Entrego às amigas e amigos que me prestigiam com a leitura deste Blog, um artigo escrito pelo senador Cristóvam Buarque, do PDT/DF, que em matéria de educação mantém o discurso original do seu partido e como educador dá curso à linha traçada por Leonel Brizola e Darcy Ribeiro; abre aspas:

O terceiro muro

O Brasil começou a ser construído pela força dos braços dos escravos, desenvolveu-se pela habilidade das mãos dos operários, mas só avançará com o toque competente dos dedos dos operadores no mundo digital. Essa migração dos braços dos escravos para os dedos dos operadores aconteceu exigindo uma crescente qualificação.

Ao escravo bastava a força; ao operário, força e algum treinamento. Mas os operadores atuais precisam de formação, qualificação e educação. A produção de açúcar, ouro e café consumia mão-de-obra e terra; a indústria exigia, além de mão-de-obra e recursos naturais, o capital-máquina. A produção do futuro vai exigir poucos recursos naturais, quase nenhuma mão-de-obra e muita ciência e tecnologia – elementos que compõem o capital-conhecimento. A passagem da escravidão para a liberdade exigiu a abolição; para a economia industrial com o trabalho livre do operário, foram necessários investimentos e treinamento; para a economia do conhecimento, vai ser preciso uma revolução educacional.

Não é possível formar o capital conhecimento sem boas universidades, e estas não surgirão em todo o seu potencial enquanto, no Brasil, apenas um terço da população jovem concluir o Ensino Médio, e com má qualidade.

Mas a elite brasileira ainda não entendeu a mudança em curso. Os conservadores, contentes com o atual estado das coisas, acham que basta o tempo para a economia crescer, nos mesmos padrões do capitalismo do século XX. Os chamados progressistas, descontentes com a realidade, acreditam que basta copiar os modelos e métodos do socialismo do século XIX. Os primeiros acham que não é preciso mudar, apenas seguir o rumo do passado. Os outros, que a mudança deve ser feita sem mudar o projeto e os conceitos herdados do passado. No tempo dos operadores digitais, ainda continuam acreditando que a vanguarda do progresso social está no proletariado da mão-de-obra dos operários, que estão se transformando em operadores ou em trabalhadores terceirizados e sem qualificação.

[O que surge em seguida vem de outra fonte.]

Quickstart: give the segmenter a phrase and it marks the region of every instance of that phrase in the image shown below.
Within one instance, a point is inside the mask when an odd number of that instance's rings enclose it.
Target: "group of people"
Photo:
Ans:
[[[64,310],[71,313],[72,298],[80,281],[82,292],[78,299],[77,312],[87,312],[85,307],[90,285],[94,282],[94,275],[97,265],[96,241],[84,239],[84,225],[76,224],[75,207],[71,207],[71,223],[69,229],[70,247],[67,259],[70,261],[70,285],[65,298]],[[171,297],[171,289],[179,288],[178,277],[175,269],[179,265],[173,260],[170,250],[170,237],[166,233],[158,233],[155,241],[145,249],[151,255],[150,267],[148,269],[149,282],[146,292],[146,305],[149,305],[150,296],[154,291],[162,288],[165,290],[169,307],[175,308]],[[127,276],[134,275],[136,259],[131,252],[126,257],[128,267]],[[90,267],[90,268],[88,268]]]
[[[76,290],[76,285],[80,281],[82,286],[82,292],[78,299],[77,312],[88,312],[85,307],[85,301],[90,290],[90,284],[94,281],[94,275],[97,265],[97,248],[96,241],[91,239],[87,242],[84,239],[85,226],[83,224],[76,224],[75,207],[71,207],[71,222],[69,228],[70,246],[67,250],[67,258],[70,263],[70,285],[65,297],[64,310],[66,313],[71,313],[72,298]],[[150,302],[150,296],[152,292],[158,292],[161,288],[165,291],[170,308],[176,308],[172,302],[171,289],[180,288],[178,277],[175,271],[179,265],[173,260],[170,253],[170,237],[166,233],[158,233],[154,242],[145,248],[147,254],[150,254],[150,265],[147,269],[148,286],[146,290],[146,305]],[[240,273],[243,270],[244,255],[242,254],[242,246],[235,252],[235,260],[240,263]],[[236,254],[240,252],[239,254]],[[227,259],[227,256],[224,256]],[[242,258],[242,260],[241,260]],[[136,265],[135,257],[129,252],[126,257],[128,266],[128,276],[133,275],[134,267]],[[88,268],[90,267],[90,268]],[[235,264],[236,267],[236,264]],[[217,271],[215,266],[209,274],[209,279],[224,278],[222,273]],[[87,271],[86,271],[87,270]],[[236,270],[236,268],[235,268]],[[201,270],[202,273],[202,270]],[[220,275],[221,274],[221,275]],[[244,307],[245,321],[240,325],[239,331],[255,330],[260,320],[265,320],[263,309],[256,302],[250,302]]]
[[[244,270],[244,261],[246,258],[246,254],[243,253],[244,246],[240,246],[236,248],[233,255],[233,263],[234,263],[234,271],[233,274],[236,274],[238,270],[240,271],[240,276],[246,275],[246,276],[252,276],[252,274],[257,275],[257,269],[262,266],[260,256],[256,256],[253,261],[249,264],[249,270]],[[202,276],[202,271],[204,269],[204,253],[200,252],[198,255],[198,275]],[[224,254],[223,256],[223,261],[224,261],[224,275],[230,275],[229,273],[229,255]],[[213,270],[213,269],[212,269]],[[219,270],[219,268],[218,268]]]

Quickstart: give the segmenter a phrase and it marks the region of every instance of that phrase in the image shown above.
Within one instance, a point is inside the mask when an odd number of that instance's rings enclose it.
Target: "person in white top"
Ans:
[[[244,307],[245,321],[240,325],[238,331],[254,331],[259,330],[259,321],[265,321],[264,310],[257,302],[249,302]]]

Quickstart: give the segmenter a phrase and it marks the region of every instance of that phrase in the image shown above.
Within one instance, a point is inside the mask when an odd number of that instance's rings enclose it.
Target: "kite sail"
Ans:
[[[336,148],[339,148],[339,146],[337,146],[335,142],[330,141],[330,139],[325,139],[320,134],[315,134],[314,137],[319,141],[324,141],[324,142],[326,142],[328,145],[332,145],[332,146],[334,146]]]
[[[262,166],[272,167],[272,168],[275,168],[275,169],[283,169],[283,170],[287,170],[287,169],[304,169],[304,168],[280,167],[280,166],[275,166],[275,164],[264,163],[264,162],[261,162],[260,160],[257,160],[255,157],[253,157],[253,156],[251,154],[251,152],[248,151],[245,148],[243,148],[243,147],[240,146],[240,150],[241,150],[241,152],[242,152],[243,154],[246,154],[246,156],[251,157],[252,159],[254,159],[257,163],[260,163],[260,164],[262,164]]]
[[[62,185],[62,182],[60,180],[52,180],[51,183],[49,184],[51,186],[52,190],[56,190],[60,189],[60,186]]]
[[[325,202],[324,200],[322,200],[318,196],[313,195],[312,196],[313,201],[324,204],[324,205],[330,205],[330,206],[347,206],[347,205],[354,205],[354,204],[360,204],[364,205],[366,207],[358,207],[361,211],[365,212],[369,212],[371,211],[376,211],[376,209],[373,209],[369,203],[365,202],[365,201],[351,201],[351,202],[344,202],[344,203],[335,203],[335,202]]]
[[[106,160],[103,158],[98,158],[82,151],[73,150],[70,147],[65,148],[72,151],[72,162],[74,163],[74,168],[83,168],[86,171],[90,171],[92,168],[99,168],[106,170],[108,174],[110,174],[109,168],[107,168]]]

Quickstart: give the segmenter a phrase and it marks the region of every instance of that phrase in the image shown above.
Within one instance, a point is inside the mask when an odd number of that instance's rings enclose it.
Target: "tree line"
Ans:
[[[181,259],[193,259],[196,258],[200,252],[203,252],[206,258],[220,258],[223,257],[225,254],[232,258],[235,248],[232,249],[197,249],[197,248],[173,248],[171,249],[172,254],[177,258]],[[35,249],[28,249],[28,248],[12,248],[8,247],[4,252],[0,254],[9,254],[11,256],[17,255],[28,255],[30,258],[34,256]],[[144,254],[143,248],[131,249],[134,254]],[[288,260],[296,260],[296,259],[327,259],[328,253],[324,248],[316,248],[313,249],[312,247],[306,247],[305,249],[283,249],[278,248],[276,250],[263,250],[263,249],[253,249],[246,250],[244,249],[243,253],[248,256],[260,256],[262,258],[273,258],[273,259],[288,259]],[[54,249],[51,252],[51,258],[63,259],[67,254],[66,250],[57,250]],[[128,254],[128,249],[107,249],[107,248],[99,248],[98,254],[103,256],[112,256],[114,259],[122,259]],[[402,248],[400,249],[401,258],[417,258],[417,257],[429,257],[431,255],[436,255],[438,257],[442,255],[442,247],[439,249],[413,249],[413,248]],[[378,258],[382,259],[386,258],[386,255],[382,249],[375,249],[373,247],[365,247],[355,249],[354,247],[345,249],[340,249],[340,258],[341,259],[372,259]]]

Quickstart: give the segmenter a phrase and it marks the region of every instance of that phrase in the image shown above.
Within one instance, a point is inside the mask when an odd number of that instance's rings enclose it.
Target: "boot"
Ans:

A libertação não está mais na economia nem na estatização, mas na educação e na distribuição do conhecimento. A utopia não é mais uma economia controlada pelo estado que distribui renda, mas um processo social que garanta a mesma chance a todos, e isso só se consegue com uma escola igual para todos: a escola do filho do pobre com a mesma qualidade da escola do filho do rico. Esse é o gesto revolucionário do século XXI. O único capaz de transformar operários em operadores, libertá-los das necessidades e derrubar o muro da desigualdade. Essa é a luta que substitui o objetivo da abolição, do século XIX, e do socialismo, no século XX.

Só a escola igual para todos, e com qualidade máxima, vai permitir que o Brasil derrube o muro da desigualdade, assegurando a mesma chance a cada brasileiro, e também o muro do atraso, avançando para uma economia do conhecimento.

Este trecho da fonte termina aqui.